2

I am trying to get an Oauth2 access token to use adwords api. I am using google-api-ads-ruby and trying to follow the instruction here, https://github.com/googleads/google-api-ads-ruby/wiki/API-access-using-own-credentials-(installed-application-flow). I have developer token, client id, secret, and every other info inserted into adwords_api.yml. And when I run setup_oauth2.rb it displays as below :

Hit Auth error, please navigate to URL:
https://accounts.google.com/o/oauth2/auth?access_type=offline&client_id=309181******-lnbictq23g17o7pp3e6v7vdqq9juinv9.apps.googleusercontent.com&redirect_uri=urn:ietf:wg:oauth:2.0:oob&response_type=code&scope=https://www.googleapis.com/auth/adwords
log in and type the verification code:

so as the document said, I copied and pasted the url in a browser, but I keep getting this:

enter image description here

I also have tried creating new client ID with selecting 'other' instead of 'web application'. Although many people on the web saying choose 'installed application', there is no such option. All options I see are only this :

enter image description here

I don't know how many days I have been stuck on this. Please give any advice if you have any. thank you.

Linda Lawton - DaImTo
  • 106,405
  • 32
  • 180
  • 449
Jay Jeong
  • 892
  • 2
  • 11
  • 24
  • When the client ID is retrieved as ``other``, ``redirect_uris`` has ``urn:ietf:wg:oauth:2.0:oob`` and ``http://localhost``. So how about modifying from ``redirect_uri=urn:ietf:wg:oauth:2.0:oob`` to ``redirect_uri=http://localhost``? If this was not useful for you, I'm sorry. – Tanaike May 15 '18 at 02:56
  • oh wow now It redirected me to google sign-in page and it also prompted user to allow my app to manage the user's campaigns. But although it is supposed to give me a verification code, it says This site can’t provide a secure connection localhost sent an invalid response. Try running Network Diagnostics. ERR_SSL_PROTOCOL_ERROR and my server also has error like this, 2018-05-14 22:55:43 -0700: HTTP parse error, malformed request (): # do you know why it does this..? – Jay Jeong May 15 '18 at 06:01

1 Answers1

2

The way Oauth2 works is that it needs to know where to return the authentication to. This is done by defining a Redirect URI.

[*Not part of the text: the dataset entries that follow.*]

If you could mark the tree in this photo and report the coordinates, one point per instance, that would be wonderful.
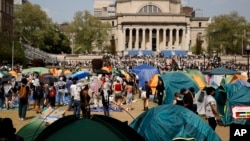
(225, 33)
(89, 32)
(36, 29)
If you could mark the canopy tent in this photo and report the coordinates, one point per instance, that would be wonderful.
(144, 72)
(198, 77)
(40, 70)
(229, 96)
(221, 71)
(96, 128)
(168, 122)
(174, 81)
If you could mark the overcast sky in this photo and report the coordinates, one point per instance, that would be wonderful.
(64, 10)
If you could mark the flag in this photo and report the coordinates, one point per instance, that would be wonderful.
(174, 65)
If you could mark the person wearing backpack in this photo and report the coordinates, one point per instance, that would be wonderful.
(39, 94)
(52, 95)
(24, 92)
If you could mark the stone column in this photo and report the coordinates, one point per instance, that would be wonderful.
(143, 45)
(177, 39)
(150, 39)
(170, 43)
(136, 38)
(130, 39)
(164, 39)
(157, 40)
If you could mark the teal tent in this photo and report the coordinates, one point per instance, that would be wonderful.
(171, 122)
(95, 128)
(174, 81)
(229, 96)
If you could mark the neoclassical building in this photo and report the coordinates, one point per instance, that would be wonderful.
(151, 27)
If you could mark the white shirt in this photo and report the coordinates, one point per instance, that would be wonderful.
(208, 102)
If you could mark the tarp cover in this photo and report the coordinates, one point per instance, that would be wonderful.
(167, 122)
(174, 81)
(230, 95)
(145, 73)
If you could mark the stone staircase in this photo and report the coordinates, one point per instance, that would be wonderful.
(35, 53)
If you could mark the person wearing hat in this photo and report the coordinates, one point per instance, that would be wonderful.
(7, 131)
(187, 99)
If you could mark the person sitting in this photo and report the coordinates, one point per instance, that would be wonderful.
(7, 131)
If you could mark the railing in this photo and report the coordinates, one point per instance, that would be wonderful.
(34, 53)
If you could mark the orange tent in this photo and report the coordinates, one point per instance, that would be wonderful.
(153, 82)
(201, 84)
(238, 76)
(14, 73)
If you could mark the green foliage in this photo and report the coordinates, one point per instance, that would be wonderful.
(36, 29)
(89, 32)
(225, 34)
(6, 53)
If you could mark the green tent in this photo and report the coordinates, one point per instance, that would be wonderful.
(96, 128)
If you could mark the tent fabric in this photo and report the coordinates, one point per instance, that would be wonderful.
(167, 122)
(32, 129)
(174, 81)
(229, 95)
(145, 73)
(221, 71)
(96, 128)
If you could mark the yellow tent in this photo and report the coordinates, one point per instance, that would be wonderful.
(153, 82)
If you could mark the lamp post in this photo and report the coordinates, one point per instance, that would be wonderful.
(248, 50)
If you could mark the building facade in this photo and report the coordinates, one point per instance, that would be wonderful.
(6, 18)
(152, 27)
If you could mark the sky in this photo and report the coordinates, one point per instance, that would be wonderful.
(64, 10)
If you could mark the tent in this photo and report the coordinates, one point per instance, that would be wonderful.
(174, 81)
(229, 96)
(221, 71)
(96, 128)
(145, 73)
(168, 122)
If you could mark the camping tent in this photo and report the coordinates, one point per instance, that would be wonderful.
(232, 95)
(96, 128)
(145, 73)
(221, 71)
(174, 81)
(167, 122)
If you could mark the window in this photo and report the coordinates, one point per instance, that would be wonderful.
(199, 24)
(150, 9)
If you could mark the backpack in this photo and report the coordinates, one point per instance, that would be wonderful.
(118, 87)
(52, 92)
(39, 91)
(23, 92)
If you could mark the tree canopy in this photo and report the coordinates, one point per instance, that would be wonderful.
(226, 34)
(89, 32)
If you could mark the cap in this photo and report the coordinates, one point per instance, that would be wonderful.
(183, 90)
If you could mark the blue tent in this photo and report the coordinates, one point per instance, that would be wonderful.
(145, 73)
(174, 81)
(168, 122)
(231, 95)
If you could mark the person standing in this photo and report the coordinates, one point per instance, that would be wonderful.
(187, 99)
(211, 108)
(75, 92)
(148, 92)
(160, 91)
(24, 92)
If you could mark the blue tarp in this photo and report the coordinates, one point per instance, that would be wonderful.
(230, 95)
(147, 52)
(167, 122)
(170, 53)
(145, 73)
(174, 81)
(133, 52)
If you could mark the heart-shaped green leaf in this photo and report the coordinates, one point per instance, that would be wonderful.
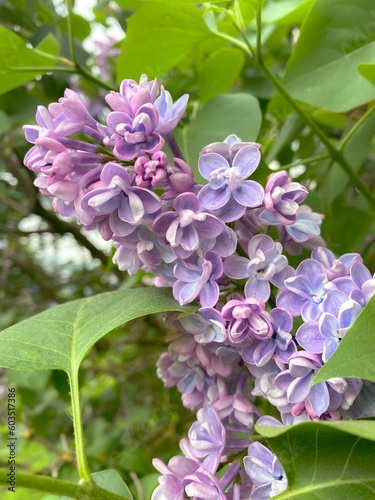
(325, 460)
(355, 356)
(221, 116)
(335, 38)
(60, 337)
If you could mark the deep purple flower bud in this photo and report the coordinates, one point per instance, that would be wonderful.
(282, 196)
(169, 114)
(265, 471)
(280, 345)
(117, 198)
(266, 265)
(186, 225)
(229, 148)
(133, 95)
(245, 316)
(134, 136)
(297, 381)
(227, 181)
(206, 325)
(305, 293)
(335, 268)
(151, 172)
(197, 277)
(207, 438)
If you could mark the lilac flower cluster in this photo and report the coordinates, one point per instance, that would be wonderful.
(211, 244)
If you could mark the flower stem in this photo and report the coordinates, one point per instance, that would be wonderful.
(59, 487)
(79, 69)
(83, 469)
(173, 146)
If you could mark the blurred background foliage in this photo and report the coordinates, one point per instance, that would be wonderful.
(324, 54)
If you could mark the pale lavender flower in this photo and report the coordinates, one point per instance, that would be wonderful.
(335, 268)
(324, 336)
(228, 148)
(134, 136)
(197, 277)
(71, 116)
(172, 482)
(169, 114)
(282, 198)
(305, 292)
(266, 265)
(206, 325)
(364, 283)
(184, 227)
(133, 95)
(245, 317)
(297, 382)
(208, 438)
(227, 181)
(265, 471)
(280, 345)
(151, 172)
(116, 197)
(180, 179)
(203, 485)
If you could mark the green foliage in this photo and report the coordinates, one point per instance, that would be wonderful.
(223, 115)
(60, 337)
(14, 54)
(171, 31)
(324, 460)
(336, 37)
(368, 71)
(219, 72)
(355, 356)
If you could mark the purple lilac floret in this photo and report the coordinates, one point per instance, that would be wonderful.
(237, 346)
(184, 227)
(227, 181)
(265, 265)
(282, 198)
(265, 471)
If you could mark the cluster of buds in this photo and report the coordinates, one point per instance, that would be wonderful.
(211, 243)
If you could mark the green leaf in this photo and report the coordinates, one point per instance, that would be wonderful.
(368, 71)
(110, 480)
(223, 115)
(4, 122)
(336, 37)
(60, 337)
(345, 225)
(355, 356)
(81, 27)
(286, 11)
(325, 460)
(15, 54)
(159, 35)
(355, 151)
(219, 73)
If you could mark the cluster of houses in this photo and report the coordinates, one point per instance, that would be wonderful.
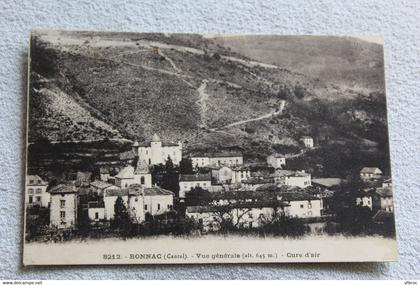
(248, 195)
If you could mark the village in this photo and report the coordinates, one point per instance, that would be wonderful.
(158, 190)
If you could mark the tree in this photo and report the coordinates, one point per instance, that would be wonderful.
(121, 217)
(185, 166)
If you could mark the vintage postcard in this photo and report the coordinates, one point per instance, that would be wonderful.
(187, 148)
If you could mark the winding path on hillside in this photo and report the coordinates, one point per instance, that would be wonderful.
(202, 103)
(266, 116)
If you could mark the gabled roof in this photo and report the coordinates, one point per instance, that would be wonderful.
(142, 167)
(384, 192)
(296, 196)
(127, 155)
(327, 182)
(156, 138)
(195, 177)
(83, 178)
(157, 191)
(126, 173)
(370, 170)
(241, 168)
(277, 155)
(281, 173)
(256, 180)
(69, 188)
(225, 154)
(237, 195)
(382, 216)
(96, 204)
(248, 205)
(299, 174)
(101, 184)
(115, 192)
(35, 180)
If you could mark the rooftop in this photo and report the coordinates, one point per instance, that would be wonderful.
(214, 208)
(370, 170)
(195, 177)
(127, 155)
(296, 196)
(69, 188)
(35, 180)
(382, 216)
(327, 182)
(384, 192)
(115, 192)
(101, 184)
(225, 154)
(126, 173)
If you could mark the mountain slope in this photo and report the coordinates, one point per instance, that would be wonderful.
(193, 89)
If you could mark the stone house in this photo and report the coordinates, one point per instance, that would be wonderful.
(63, 208)
(36, 191)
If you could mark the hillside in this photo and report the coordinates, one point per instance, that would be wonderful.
(192, 89)
(344, 61)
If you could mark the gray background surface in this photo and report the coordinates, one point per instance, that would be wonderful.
(397, 21)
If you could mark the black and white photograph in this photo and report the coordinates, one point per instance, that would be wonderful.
(206, 148)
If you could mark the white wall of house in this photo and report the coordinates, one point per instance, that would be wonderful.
(125, 182)
(229, 161)
(387, 204)
(144, 179)
(136, 208)
(240, 175)
(365, 201)
(158, 204)
(109, 202)
(96, 214)
(304, 209)
(185, 186)
(200, 161)
(37, 195)
(308, 142)
(63, 210)
(276, 162)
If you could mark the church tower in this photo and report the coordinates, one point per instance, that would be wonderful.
(156, 150)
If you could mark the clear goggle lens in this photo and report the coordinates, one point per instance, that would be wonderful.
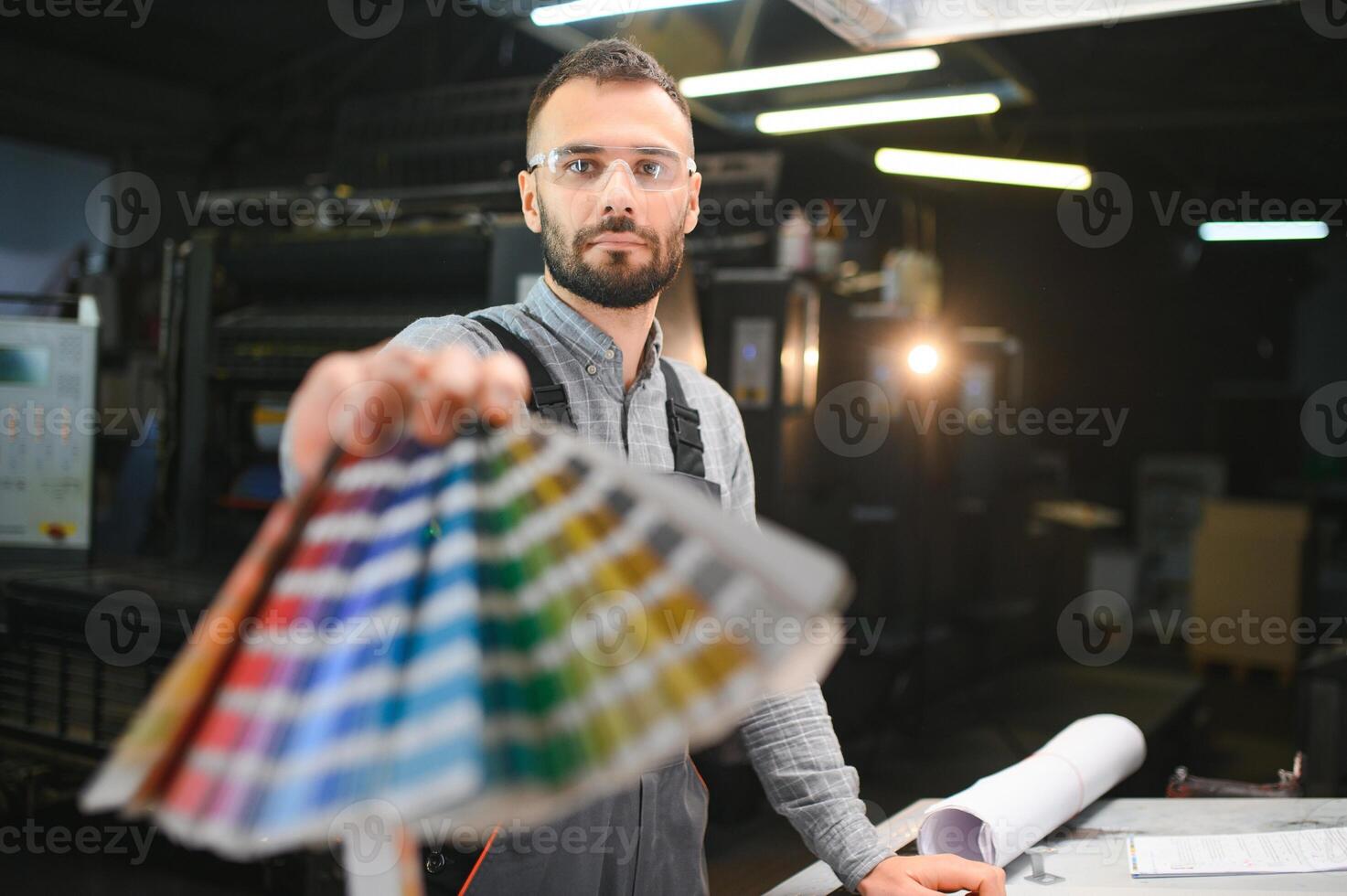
(587, 167)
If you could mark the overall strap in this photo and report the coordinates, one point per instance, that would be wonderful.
(685, 426)
(549, 395)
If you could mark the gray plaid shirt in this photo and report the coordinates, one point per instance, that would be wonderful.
(788, 739)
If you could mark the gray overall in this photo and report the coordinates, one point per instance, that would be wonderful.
(644, 841)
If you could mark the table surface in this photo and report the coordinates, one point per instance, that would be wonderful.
(1091, 849)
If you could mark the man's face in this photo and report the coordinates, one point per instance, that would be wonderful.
(618, 245)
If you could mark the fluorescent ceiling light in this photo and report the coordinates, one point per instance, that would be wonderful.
(1245, 230)
(583, 10)
(984, 168)
(886, 25)
(885, 112)
(820, 71)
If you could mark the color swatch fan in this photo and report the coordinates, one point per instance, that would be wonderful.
(498, 629)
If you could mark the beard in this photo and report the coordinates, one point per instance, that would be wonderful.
(617, 282)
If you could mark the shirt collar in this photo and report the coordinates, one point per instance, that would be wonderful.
(589, 343)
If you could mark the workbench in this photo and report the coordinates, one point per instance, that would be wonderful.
(1090, 852)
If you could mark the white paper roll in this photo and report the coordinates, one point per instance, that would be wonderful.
(1004, 814)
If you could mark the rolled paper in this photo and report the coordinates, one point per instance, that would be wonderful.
(1004, 814)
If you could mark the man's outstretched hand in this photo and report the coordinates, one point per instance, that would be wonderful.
(930, 875)
(367, 400)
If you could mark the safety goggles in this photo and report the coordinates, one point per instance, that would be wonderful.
(587, 167)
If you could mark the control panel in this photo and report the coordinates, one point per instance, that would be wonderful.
(48, 426)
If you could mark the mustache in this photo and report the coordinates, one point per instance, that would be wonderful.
(615, 225)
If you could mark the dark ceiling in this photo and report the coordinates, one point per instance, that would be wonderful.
(1247, 99)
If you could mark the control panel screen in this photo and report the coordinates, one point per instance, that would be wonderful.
(25, 366)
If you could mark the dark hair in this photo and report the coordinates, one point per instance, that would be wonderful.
(609, 59)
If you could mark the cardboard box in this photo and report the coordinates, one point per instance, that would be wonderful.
(1247, 560)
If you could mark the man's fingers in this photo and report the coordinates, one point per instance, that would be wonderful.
(446, 394)
(310, 412)
(503, 389)
(978, 878)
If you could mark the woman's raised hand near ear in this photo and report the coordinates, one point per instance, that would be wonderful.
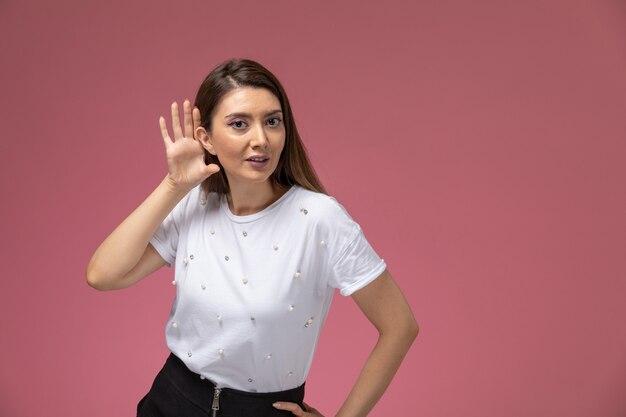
(185, 154)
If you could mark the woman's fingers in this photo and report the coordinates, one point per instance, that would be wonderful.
(178, 133)
(187, 119)
(197, 122)
(164, 132)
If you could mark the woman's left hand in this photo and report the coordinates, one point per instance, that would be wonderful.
(297, 410)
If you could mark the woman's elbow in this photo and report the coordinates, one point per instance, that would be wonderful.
(96, 280)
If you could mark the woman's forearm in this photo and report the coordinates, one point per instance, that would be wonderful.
(122, 249)
(378, 371)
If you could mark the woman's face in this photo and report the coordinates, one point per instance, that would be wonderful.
(247, 135)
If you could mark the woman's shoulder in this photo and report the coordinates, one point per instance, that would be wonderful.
(319, 205)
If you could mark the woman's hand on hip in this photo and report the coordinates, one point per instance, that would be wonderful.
(297, 410)
(185, 154)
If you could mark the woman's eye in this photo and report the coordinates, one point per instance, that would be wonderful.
(274, 121)
(237, 124)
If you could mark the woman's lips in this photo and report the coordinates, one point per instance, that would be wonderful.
(260, 162)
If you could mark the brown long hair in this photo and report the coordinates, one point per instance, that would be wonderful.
(294, 167)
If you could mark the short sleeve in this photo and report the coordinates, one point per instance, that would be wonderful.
(355, 264)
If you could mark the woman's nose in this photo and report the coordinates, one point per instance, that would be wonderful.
(259, 137)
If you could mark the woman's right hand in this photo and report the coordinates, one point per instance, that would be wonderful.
(185, 154)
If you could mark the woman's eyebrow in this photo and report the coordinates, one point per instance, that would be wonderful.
(249, 116)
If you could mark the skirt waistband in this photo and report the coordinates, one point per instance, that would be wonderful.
(206, 395)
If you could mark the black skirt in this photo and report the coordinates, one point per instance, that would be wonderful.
(179, 392)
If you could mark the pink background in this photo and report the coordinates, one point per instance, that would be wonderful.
(480, 145)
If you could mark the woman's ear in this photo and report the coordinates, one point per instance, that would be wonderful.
(203, 136)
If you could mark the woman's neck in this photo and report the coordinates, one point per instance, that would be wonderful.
(252, 198)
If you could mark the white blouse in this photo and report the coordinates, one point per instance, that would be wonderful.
(252, 292)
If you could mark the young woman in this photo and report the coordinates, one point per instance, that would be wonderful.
(258, 250)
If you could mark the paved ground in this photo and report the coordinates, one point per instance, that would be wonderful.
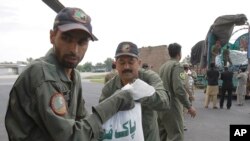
(209, 125)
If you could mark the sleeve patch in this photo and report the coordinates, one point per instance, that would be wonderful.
(58, 104)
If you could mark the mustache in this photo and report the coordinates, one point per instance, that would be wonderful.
(127, 71)
(70, 55)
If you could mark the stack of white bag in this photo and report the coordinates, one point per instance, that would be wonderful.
(127, 125)
(238, 57)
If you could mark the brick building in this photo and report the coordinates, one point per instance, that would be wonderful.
(154, 56)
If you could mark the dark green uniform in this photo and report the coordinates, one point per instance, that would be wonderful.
(45, 105)
(171, 120)
(159, 101)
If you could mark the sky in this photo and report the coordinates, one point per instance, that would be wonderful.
(25, 24)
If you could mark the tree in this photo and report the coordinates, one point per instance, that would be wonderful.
(108, 63)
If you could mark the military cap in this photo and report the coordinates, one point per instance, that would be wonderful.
(73, 18)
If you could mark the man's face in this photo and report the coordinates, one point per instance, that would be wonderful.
(70, 46)
(127, 67)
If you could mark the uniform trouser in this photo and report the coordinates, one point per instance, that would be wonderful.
(240, 99)
(171, 126)
(229, 97)
(210, 98)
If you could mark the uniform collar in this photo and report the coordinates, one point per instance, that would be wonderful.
(53, 66)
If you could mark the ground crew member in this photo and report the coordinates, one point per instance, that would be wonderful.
(128, 67)
(46, 102)
(172, 74)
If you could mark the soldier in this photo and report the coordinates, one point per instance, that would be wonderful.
(128, 67)
(172, 74)
(227, 86)
(212, 89)
(111, 74)
(46, 102)
(241, 88)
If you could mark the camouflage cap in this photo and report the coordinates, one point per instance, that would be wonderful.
(73, 18)
(127, 48)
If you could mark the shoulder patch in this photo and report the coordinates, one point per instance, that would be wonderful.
(182, 75)
(58, 104)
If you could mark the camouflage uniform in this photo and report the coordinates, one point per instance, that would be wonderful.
(171, 120)
(31, 116)
(159, 101)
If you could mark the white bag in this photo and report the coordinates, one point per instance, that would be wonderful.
(127, 125)
(124, 126)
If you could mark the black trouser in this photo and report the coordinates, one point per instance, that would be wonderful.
(229, 97)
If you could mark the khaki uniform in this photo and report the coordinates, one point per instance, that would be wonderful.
(171, 120)
(159, 101)
(45, 105)
(241, 88)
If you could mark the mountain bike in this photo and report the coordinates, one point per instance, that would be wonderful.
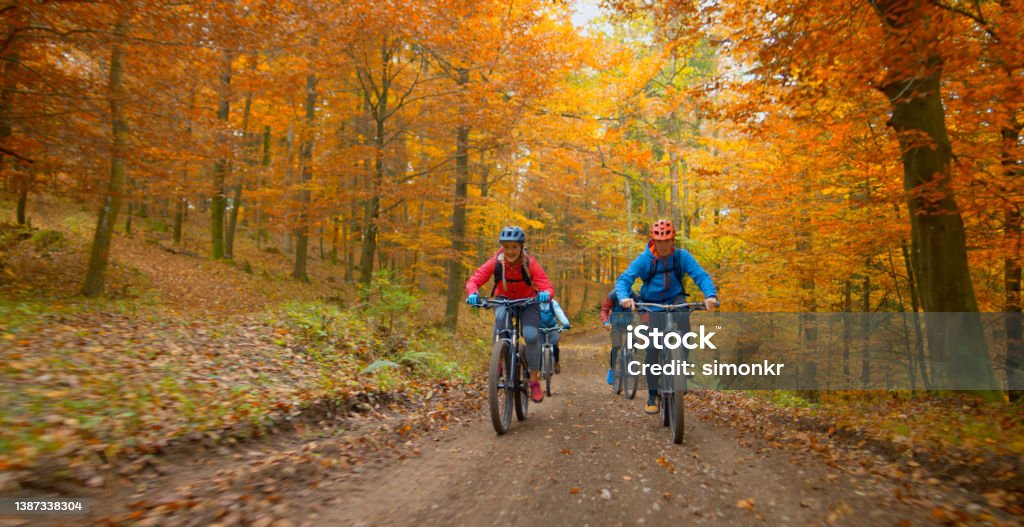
(548, 356)
(670, 390)
(508, 377)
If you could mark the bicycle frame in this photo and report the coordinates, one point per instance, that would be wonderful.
(673, 405)
(507, 376)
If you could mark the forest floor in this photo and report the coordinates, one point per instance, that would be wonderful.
(202, 393)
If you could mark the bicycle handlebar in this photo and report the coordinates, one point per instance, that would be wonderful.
(693, 306)
(488, 303)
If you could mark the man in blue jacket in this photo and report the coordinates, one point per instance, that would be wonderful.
(662, 267)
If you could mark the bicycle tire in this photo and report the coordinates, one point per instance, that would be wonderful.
(678, 416)
(549, 369)
(667, 412)
(521, 391)
(632, 382)
(499, 383)
(619, 377)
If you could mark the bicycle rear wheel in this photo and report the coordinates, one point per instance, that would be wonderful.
(632, 382)
(678, 416)
(521, 387)
(549, 368)
(500, 387)
(667, 411)
(616, 383)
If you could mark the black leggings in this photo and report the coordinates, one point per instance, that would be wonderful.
(529, 318)
(682, 327)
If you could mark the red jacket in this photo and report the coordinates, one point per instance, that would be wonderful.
(516, 290)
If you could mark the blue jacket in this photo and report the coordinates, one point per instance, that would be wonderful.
(551, 310)
(663, 288)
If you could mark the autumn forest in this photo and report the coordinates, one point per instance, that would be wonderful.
(815, 157)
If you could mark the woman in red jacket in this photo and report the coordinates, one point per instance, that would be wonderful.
(517, 276)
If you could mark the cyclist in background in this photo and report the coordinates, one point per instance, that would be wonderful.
(662, 267)
(614, 318)
(552, 316)
(516, 276)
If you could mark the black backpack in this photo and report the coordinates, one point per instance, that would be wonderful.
(500, 272)
(677, 269)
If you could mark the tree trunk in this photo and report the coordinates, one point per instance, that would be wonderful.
(22, 182)
(217, 202)
(456, 287)
(677, 216)
(936, 225)
(865, 362)
(302, 232)
(232, 220)
(94, 278)
(178, 213)
(1012, 270)
(372, 211)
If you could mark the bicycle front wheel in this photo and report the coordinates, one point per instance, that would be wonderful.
(500, 387)
(549, 369)
(678, 416)
(620, 372)
(521, 389)
(632, 382)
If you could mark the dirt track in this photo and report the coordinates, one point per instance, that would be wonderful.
(622, 463)
(584, 456)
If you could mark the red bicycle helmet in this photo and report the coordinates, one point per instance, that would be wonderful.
(663, 229)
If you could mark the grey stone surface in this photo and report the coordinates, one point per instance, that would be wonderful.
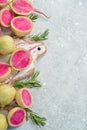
(63, 70)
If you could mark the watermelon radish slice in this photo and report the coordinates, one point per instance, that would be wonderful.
(21, 25)
(16, 116)
(20, 59)
(3, 3)
(24, 7)
(23, 98)
(5, 71)
(6, 15)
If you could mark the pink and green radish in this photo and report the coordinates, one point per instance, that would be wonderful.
(24, 7)
(20, 59)
(16, 116)
(6, 15)
(3, 3)
(5, 71)
(7, 94)
(23, 98)
(21, 26)
(3, 122)
(7, 45)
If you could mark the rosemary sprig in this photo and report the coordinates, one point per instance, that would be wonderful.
(30, 83)
(33, 17)
(36, 119)
(40, 37)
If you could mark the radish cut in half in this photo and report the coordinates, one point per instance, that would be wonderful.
(5, 71)
(20, 59)
(16, 116)
(24, 7)
(3, 3)
(23, 98)
(6, 15)
(21, 26)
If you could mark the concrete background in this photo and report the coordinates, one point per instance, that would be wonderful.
(63, 70)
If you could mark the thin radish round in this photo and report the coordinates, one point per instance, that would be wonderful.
(6, 15)
(5, 71)
(24, 7)
(21, 26)
(16, 116)
(3, 3)
(23, 98)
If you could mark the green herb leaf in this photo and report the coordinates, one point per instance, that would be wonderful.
(33, 17)
(36, 119)
(40, 37)
(30, 83)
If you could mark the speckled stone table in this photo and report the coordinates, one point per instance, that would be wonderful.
(63, 70)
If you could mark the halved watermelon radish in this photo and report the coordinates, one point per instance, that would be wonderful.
(3, 3)
(21, 26)
(23, 98)
(7, 45)
(5, 71)
(16, 116)
(24, 7)
(6, 15)
(20, 59)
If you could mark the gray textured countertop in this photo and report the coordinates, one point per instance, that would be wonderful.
(63, 70)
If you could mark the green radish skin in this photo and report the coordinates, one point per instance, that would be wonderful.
(6, 15)
(7, 45)
(5, 71)
(16, 117)
(23, 98)
(7, 94)
(3, 3)
(3, 122)
(21, 26)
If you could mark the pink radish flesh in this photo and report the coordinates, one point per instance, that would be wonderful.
(7, 16)
(22, 6)
(22, 24)
(3, 69)
(17, 117)
(3, 1)
(26, 97)
(20, 59)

With browser based applications its easy to know where the authentication should be returned to. In this case it should go to a page on the website designed to handle the response form the authentication server.

With installed applications thats a little harder becouse there is no website to return to so no way of knowing an exact ip address where to send it to. In this case google creates two standard redirect uris that you can use.

urn:ietf:wg:oauth:2.0:oob and and http://localhost

Explanation of your error

In your case if you read the error message you are sending a Native redirect uri to a browser client id.

Your issue:

309181******-lnbictq23g17o7pp3e6v7vdqq9juinv9.apps.googleusercontent.com  <--- Web client id  
urn:ietf:wg:oauth:2.0:oob  <--- Redirect uri only allowed for native clients

Solution

Go back to Google developer console and find the client id and client secret for the native (other) client you created. You cant use urn:ietf:wg:oauth:2.0:oob with a browser client id as you have done now.

Now this really depends on what your doing here. If you are going to release this on a website someplace then leaving this as a browser client would probably be a decide id. in that case just using http://localhost for your redirect uri will solve your problem. But you should add a new redirect uri when you release this to your production website. Leaving localhost allowed in a production client is a bad idea in my opinion.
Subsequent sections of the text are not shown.